Regional lender Bank of Queensland Limited (ASX: BOQ) suffered its second day of losses as analysts point out the cracks in its first half results.
The stock is down another 2% to a near two-month low of $13.61 during lunch time trade after taking a 3.3% tumble yesterday when it handed in its earnings report card.
Bank of Queensland will be in the timeout corner for a while yet. At least two brokers have downgraded their recommendation on the stock even though the bank delivered what it called a "solid result" with net cash earnings jumping 19% to $167 million and a 13% increase to its interim dividend to 36 cents a share for the six months to end February.
The problem is that the bank may have gone ex-growth and the dividend may not be sustainable.
UBS was surprised that the bank lifted its dividend by 2 cents as earnings per share fell. This puts its payout ratio at 79%, which the broker calls "unsustainable" given the higher reserve requirements that banks will be forced to hold under new (but yet to be enforced) regulations.
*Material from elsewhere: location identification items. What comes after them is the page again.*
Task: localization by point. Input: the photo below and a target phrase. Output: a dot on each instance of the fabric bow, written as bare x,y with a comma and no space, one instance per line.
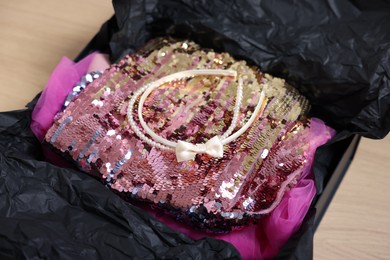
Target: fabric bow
187,151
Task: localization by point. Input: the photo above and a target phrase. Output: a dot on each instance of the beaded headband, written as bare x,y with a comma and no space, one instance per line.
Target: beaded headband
184,150
203,136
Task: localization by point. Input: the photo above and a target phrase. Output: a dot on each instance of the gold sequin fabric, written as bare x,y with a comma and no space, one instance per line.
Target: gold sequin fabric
216,194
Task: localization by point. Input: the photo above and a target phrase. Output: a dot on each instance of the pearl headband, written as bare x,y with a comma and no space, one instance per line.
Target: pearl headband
184,150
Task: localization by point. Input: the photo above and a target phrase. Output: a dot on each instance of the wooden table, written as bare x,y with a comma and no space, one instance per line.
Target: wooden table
34,35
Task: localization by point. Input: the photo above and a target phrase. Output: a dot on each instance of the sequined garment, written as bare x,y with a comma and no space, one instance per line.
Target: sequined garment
210,193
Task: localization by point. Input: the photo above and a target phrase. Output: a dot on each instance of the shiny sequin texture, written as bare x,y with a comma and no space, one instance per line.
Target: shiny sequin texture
215,194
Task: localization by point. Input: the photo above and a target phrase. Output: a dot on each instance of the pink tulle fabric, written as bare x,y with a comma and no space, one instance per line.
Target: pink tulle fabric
261,241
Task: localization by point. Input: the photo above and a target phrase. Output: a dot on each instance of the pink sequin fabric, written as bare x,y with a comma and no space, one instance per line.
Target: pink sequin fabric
211,193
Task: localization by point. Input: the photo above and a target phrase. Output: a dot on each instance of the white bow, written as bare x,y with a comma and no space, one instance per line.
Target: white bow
187,151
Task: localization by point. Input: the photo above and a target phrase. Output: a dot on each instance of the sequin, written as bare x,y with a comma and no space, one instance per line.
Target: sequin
213,194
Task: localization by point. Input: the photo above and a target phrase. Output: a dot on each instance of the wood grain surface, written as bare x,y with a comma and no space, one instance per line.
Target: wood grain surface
34,35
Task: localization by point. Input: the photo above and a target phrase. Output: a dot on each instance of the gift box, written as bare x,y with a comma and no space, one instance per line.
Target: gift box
295,59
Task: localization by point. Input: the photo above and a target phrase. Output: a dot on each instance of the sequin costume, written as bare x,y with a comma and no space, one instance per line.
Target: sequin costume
212,194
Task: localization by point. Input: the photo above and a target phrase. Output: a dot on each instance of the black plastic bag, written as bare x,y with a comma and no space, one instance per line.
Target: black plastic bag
335,53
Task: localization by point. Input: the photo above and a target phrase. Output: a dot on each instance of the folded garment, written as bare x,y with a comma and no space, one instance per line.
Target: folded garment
272,230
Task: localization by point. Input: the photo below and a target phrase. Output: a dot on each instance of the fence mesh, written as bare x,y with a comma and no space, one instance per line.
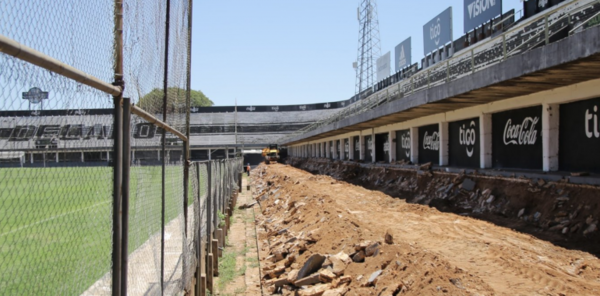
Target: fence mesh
56,150
55,182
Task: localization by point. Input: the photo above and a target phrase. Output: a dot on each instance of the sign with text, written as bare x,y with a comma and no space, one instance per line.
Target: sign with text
477,12
464,143
356,147
429,144
383,66
438,31
579,136
382,147
403,145
517,138
346,149
403,54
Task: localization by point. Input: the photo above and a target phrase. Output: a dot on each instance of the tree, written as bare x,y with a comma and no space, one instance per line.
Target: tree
153,101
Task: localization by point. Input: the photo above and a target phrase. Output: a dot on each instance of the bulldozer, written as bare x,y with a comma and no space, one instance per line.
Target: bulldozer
271,153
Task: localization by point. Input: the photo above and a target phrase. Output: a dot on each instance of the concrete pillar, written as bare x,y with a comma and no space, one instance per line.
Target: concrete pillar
374,153
350,148
361,142
485,143
444,143
414,144
335,152
392,141
550,122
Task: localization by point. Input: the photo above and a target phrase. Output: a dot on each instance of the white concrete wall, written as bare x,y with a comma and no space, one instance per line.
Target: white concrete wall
550,101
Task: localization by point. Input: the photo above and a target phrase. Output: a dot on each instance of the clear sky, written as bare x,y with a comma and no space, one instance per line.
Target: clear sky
279,52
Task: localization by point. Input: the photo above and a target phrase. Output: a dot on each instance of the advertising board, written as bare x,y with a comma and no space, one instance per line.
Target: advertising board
477,12
429,144
403,145
464,143
579,136
437,31
403,54
517,138
383,66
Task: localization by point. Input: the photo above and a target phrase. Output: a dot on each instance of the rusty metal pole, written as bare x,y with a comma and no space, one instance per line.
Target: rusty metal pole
164,149
125,193
186,147
117,150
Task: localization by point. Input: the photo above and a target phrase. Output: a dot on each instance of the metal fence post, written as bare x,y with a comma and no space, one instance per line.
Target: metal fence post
546,29
117,151
125,192
164,148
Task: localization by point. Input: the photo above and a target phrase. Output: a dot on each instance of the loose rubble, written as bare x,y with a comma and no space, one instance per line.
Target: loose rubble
319,236
554,211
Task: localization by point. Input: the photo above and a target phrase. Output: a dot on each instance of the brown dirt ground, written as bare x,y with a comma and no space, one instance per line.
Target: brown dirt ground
242,239
432,253
559,212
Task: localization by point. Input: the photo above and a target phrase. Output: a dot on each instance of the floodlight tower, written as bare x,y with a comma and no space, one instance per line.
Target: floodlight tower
369,45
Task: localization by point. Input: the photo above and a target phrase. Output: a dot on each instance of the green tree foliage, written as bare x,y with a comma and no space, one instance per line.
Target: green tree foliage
152,102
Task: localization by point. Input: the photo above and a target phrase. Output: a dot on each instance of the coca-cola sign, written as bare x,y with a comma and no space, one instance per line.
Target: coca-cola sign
356,141
579,136
464,143
523,133
516,138
429,140
403,145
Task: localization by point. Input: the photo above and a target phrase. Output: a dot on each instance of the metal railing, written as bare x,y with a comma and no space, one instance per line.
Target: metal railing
520,38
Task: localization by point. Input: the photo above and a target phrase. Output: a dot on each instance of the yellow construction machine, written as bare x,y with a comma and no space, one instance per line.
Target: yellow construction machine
271,153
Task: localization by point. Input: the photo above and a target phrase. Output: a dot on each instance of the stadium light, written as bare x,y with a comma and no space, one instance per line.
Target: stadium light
35,96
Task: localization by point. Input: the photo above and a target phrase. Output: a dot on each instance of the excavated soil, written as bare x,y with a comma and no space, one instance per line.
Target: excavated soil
562,213
321,236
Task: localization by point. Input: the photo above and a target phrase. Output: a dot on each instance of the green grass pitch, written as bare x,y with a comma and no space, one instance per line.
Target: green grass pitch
56,224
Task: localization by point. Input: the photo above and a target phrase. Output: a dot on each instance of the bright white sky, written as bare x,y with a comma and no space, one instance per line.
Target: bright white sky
267,52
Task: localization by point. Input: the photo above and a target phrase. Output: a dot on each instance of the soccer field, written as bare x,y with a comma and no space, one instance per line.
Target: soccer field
56,224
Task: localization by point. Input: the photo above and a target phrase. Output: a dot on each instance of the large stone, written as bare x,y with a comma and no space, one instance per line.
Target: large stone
468,185
389,238
338,266
372,250
309,280
317,290
359,257
326,275
311,265
373,277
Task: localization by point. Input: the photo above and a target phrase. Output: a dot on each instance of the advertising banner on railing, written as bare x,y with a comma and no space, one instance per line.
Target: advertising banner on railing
383,66
368,149
517,138
429,144
477,12
403,145
356,140
464,143
579,139
437,31
403,54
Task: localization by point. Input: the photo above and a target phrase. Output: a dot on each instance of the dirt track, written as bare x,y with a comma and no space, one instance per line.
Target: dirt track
432,253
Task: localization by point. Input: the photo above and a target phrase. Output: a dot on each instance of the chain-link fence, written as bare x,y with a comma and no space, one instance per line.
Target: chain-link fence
95,196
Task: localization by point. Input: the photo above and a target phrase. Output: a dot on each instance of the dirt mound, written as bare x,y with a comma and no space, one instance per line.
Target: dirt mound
562,213
325,237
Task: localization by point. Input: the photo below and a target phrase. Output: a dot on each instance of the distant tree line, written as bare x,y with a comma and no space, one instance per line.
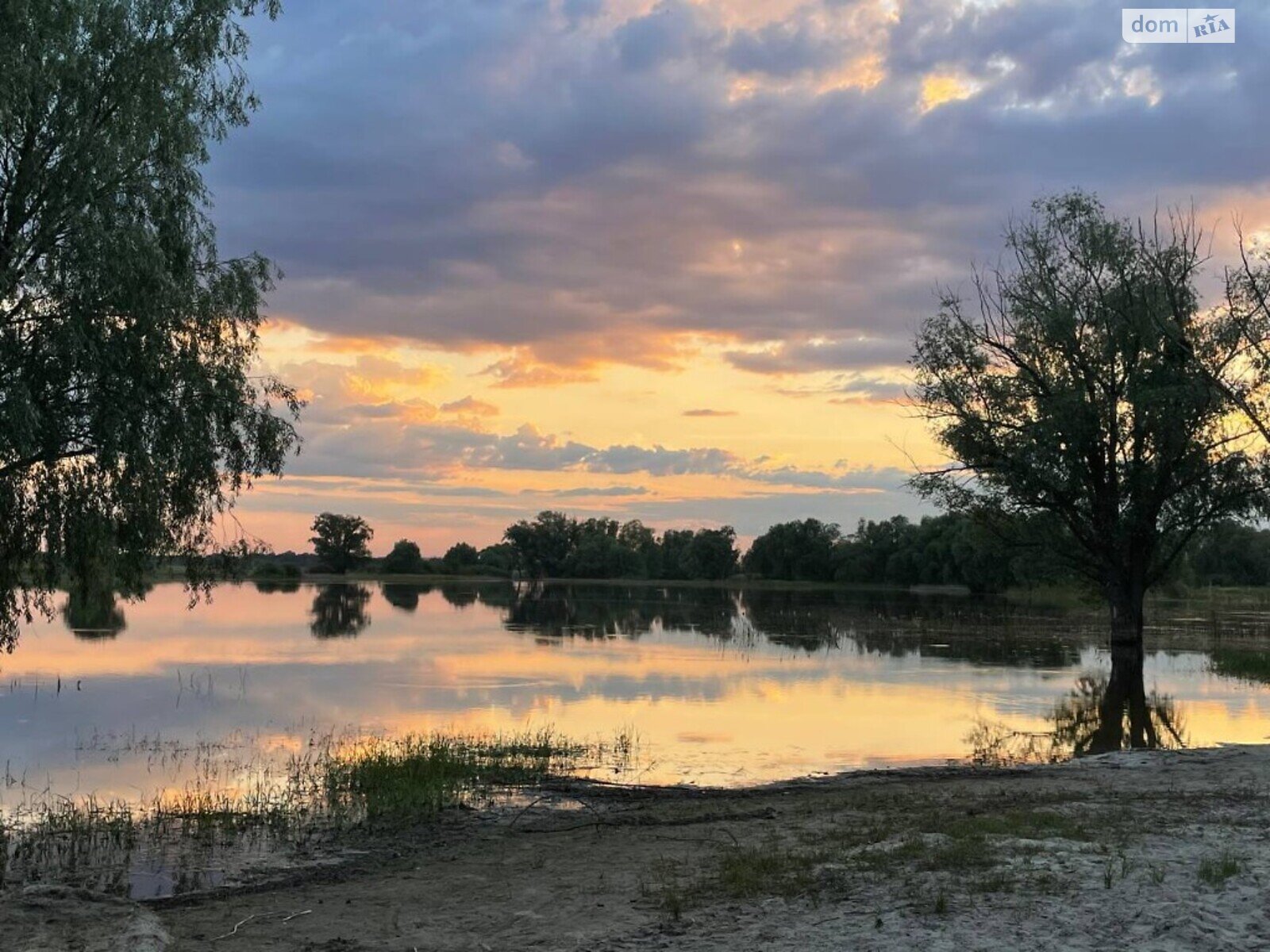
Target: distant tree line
941,550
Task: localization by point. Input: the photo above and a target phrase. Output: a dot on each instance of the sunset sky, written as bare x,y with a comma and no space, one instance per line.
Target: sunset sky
664,260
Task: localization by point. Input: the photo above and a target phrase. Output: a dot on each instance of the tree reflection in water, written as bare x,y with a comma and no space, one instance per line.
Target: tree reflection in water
1100,715
340,611
93,613
404,596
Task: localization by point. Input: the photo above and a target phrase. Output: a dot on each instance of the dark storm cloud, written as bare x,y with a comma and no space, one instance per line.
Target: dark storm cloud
537,175
435,451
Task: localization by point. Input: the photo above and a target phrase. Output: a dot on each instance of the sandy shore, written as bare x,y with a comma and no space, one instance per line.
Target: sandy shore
1153,850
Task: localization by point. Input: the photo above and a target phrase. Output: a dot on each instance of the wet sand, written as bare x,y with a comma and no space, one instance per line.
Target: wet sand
1153,850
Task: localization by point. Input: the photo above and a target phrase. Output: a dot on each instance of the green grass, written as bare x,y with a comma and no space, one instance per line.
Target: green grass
1216,869
334,786
418,776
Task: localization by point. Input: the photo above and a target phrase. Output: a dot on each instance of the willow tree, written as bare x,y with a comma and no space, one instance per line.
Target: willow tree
130,419
1089,384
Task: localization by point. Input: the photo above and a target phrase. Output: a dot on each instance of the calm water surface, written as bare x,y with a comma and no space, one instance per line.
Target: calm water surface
721,687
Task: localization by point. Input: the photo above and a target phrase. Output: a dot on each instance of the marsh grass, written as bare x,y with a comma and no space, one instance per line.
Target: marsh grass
234,812
1216,869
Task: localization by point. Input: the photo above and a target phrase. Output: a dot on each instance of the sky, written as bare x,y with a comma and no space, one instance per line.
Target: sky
664,260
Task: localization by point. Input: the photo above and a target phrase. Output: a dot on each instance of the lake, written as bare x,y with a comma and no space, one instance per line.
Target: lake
721,687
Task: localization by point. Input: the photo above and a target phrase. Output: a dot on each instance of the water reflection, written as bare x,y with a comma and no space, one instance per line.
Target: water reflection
1102,714
270,587
93,613
722,685
403,596
340,611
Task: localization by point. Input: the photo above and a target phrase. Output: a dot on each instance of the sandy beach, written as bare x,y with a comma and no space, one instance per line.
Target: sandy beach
1153,850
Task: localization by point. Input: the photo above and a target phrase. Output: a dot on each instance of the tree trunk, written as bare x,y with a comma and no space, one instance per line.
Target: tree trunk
1126,602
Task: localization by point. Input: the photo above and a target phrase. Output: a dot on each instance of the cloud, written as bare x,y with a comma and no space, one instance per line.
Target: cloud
469,406
587,492
548,175
813,355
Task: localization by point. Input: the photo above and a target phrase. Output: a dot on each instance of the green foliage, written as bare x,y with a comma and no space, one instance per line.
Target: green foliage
560,547
1230,554
130,420
341,541
498,559
1089,384
802,551
460,558
404,559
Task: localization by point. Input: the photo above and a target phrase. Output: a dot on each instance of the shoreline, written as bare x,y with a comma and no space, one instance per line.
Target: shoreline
1160,850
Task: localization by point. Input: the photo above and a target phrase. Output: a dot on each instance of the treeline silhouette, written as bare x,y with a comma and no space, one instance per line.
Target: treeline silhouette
941,550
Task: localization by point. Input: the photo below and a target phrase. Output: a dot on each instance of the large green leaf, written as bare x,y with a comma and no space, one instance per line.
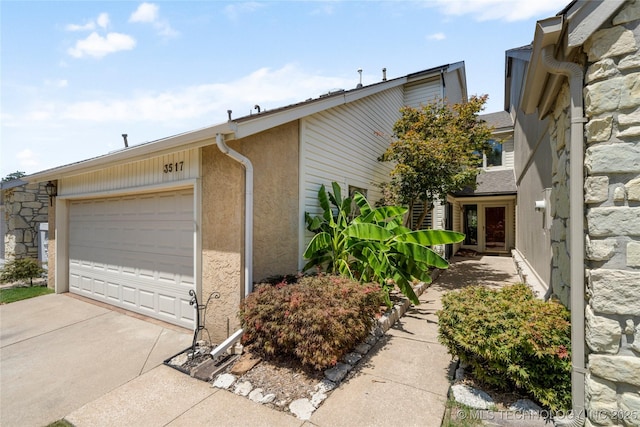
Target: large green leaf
421,253
431,237
368,232
320,242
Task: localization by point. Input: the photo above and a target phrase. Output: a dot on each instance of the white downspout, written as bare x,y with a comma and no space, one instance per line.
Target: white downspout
248,234
248,213
576,229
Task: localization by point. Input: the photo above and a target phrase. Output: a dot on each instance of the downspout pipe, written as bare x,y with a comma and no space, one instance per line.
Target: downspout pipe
248,210
576,229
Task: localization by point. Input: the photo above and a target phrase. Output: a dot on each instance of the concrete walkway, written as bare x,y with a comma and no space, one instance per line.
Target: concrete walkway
404,380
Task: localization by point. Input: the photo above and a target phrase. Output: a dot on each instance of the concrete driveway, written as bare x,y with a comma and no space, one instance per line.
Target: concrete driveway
58,353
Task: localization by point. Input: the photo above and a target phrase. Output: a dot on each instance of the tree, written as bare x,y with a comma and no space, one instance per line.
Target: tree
13,175
436,150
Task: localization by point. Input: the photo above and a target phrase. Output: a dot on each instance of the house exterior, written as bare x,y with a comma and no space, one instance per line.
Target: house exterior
486,214
211,210
577,137
24,220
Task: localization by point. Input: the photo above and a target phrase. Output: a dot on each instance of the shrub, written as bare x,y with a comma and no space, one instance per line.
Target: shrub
317,320
510,338
21,269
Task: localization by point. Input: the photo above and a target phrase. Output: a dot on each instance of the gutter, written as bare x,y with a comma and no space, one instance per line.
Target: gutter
248,214
248,234
576,232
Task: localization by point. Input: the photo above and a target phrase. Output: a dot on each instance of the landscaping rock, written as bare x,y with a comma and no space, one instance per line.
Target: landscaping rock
471,397
205,370
325,386
352,358
525,406
245,364
179,360
243,388
256,395
302,409
224,381
338,372
362,348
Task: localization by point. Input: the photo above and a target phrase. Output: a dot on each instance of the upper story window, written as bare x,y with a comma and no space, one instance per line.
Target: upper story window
493,157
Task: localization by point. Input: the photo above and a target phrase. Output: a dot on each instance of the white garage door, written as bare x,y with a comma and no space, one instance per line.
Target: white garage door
135,252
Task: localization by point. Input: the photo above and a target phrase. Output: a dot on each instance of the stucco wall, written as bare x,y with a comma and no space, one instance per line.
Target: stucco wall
612,198
274,156
222,241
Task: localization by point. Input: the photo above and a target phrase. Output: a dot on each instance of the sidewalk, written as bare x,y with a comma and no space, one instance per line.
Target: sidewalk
404,380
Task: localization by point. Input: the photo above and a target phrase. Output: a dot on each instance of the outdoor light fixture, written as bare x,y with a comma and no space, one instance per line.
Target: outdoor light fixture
52,190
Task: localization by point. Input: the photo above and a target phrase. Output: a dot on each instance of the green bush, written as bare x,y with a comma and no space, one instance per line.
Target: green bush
21,269
509,338
316,320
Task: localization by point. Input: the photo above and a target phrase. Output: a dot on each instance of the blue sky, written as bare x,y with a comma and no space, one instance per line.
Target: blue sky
77,75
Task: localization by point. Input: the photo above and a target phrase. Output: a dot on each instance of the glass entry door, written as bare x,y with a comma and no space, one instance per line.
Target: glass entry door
495,228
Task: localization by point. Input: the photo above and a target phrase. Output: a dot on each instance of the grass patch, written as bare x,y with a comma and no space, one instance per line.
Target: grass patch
60,423
17,294
457,415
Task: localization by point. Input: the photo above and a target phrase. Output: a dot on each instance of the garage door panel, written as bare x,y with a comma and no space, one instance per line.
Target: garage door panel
135,252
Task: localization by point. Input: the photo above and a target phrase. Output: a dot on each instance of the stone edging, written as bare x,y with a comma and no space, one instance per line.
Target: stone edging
304,408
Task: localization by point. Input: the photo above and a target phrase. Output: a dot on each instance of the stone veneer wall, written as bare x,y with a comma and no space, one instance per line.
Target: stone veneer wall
612,202
26,207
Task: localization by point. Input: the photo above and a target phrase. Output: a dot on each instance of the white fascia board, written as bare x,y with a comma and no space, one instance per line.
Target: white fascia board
271,120
547,32
586,17
193,139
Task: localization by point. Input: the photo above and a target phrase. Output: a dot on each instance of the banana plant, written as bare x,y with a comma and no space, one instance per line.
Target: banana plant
373,246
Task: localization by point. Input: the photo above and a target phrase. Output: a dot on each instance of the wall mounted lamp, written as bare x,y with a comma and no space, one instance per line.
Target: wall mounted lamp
52,191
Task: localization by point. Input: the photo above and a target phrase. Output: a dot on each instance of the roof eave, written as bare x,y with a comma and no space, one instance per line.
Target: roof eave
193,139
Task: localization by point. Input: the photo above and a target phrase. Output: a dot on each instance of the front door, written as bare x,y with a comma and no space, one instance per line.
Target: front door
495,228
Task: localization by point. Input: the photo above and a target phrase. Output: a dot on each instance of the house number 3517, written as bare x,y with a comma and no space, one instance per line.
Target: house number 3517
173,167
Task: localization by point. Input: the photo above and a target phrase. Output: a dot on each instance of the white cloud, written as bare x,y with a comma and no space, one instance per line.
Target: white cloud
504,10
102,21
98,46
149,13
234,10
60,83
27,159
266,87
146,12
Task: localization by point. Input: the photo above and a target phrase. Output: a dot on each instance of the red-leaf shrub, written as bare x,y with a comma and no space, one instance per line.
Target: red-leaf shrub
316,320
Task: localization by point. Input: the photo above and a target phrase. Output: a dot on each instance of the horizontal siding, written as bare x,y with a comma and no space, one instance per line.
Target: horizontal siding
134,174
507,153
422,93
343,144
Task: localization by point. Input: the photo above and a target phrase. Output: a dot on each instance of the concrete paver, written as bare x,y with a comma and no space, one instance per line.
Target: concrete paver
99,378
54,361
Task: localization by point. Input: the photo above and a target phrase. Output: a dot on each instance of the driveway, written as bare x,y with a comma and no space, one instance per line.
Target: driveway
57,353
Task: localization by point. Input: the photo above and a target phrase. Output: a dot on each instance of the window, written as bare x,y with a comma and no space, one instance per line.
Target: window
493,157
355,210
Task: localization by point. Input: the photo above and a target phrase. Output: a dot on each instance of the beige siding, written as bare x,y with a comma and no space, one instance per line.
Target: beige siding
141,173
343,145
423,93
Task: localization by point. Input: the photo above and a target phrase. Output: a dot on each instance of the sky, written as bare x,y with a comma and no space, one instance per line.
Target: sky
76,75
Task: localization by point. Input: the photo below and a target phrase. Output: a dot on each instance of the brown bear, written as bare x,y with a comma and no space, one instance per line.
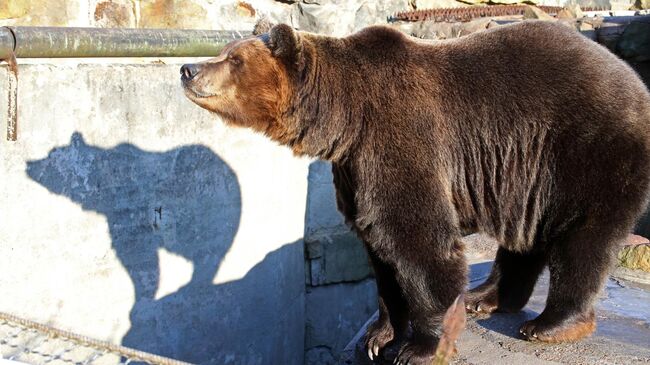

To keep yield-hungry investors happy, Bank of Queensland will need to sustain earnings growth and there are doubts that it can.
This is the key reason why JP Morgan cut its recommendation on the stock to "underweight" from "neutral" and Citigroup downgraded its call to "neutral" from "buy".
JP Morgan thinks the bank does not generate enough excess capital to fund growth, while Citigroup thinks that the tailwinds from lower costs and improved product mix have run their course.
The negative sentiment is of particular issue to Bank of Queensland because the stock has outperformed its peers strongly in recent times (see chart below).
Over the past six months, Bank of Queensland has run nearly 18%, well ahead of its peers and its performance (up till yesterday's poorly received result) matches that of Commonwealth Bank of Australia (ASX: CBA) – the rock star of the sector.
Other Queensland-based institutions, such as Suncorp Group Ltd (ASX: SUN) and Wide Bay Australia Limited (ASX: WBB) are miles behind, while the other regional bank of significance, Bendigo & Adelaide Bank Ltd (ASX: BEN) could only produce a 4% gain over the period.